Formal Definition for the Math-savvy:-

Blockchains are essentially state transitions machines and a blockchain B1 may be completely represented by its state variables B1.var(i) where i ϵ (1,n) and similarly another blockchain B2 may be represented by B2.var(j) where j ϵ (1,m)

By interoperability we mean,

B2.var(j) = someUserDefinedFunction ( B1.var(i) )
for certain specified i and j

Due to lack of block production syncing between blockchains and non-zero finality times on each blockchain, it is okay if the changes in B2.var(j) are only reflected after some time has passed since B1.var(i) changed.

Electron’s Proposed Solution

Our solution consists of following parts:

1. Smart Ports: We deploy one smart contract on each of the two blockchains that want to interoperate with each other. We call these smart contracts as “smart ports” as they act as a port to another blockchain.
2. Electron Blockchain: Electron blockchain reads state changes on one smart port and makes the necessary changes on the corresponding smart port. Electron blockchain ensures security, atomicity and finality.

Let’s dive deeper.

Smart Ports and Cross Chain Porting

Consider when a user wants to move 10 ether from Ethereum blockchain to Solana. The steps are:

1. Send 10 ether from your externally owned account (EOA) to a smart port. A smart port is a smart contract deployed on the ethereum blockchain. In this transaction, which is a function call, you should also specify the address on Solana on which you want to receive this ether.
2. Electron magic happens… (described in next section)
3. SPL tokens* for ether, called sETHER are created and issued to the Solana address specified earlier. A total of 10 sETHER are created. (* SPL is Solana’s equivalent of ERC-20)
4. These sETHER can now be used across the Solana blockchain
5. An user on Solana might want to take 5 sETH back to ethereum.
6. For this, they send their 5 sETH to the smart port on the Solana blockchain. They also specify the ethereum address where they want to receive the ether.
7. Electron magic happens…
8. Out of the 10 ether locked in the ethereum smart port, 5 ether are unlocked and sent to the specified address.

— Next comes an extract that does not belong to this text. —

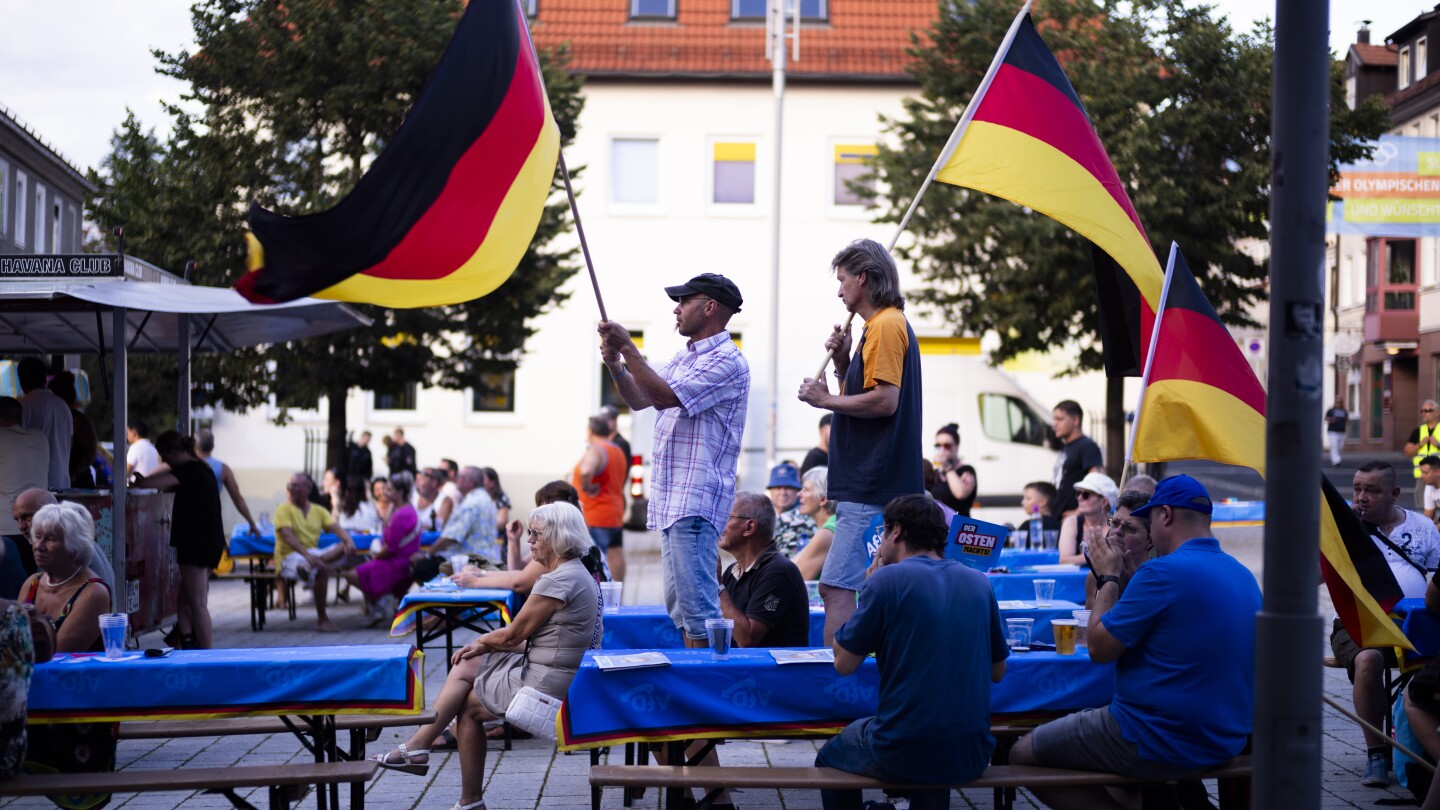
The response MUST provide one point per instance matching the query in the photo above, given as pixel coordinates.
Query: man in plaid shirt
(702, 395)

In the following sections, we will discuss how the electron magic happens and how we ensure that the porting contracts on Ethereum and Solana are able to talk to each other, in a trustless manner.

Electron Blockchain

Two independent blockchains like Ethereum and Solana do not talk to each other natively. Their blockchain are seperate. At code level, this means that the smart contracts on Ethereum cannot read Solana blockchain’s data, and vice versa.

Hence, we need a system that can read one blockchain’s data and make it available on another blockchain in a trustless manner. That’s where the Electron Chain comes in the picture.

Electron Chain is a PoS based blockchain built on tendermint core. Consider the above example when 10 ether needs to be sent from Ethereum to Solana.

Electron validators have the following responsibilities:

1. Read data from the ethereum blockchain. They should listen to events on the smart port contract on ethereum
2. When an event is registered on Ethereum smart port that 10 ether needs to be sent to Solana, the electron validators must create a transaction that contains a function call for Solana smart port contract.
3. This function call will create 10 sETHER and send them to the requested address.

Conclusion

— — This whitepaper is under active development. In the next version of this whitepaper, we will discuss the following — -

1. Roadmap
2. Technical details of the protocol and code level discussion
3. Explain the security of the electron blockchain and how future solutions will also use the security provided by blockchains that are interoperting through Electron.
4. Discuss alternative approaches that are IPFS based and proof-of-state-change based, explain their limitations, and what it would take for them to be completely ready.
5. Explain whether these solutions are to be used only in case of withdrawals or whether they can replace the need to have a blockchain itself.

As of 6th June, 2021, the development of the electron protocol has started.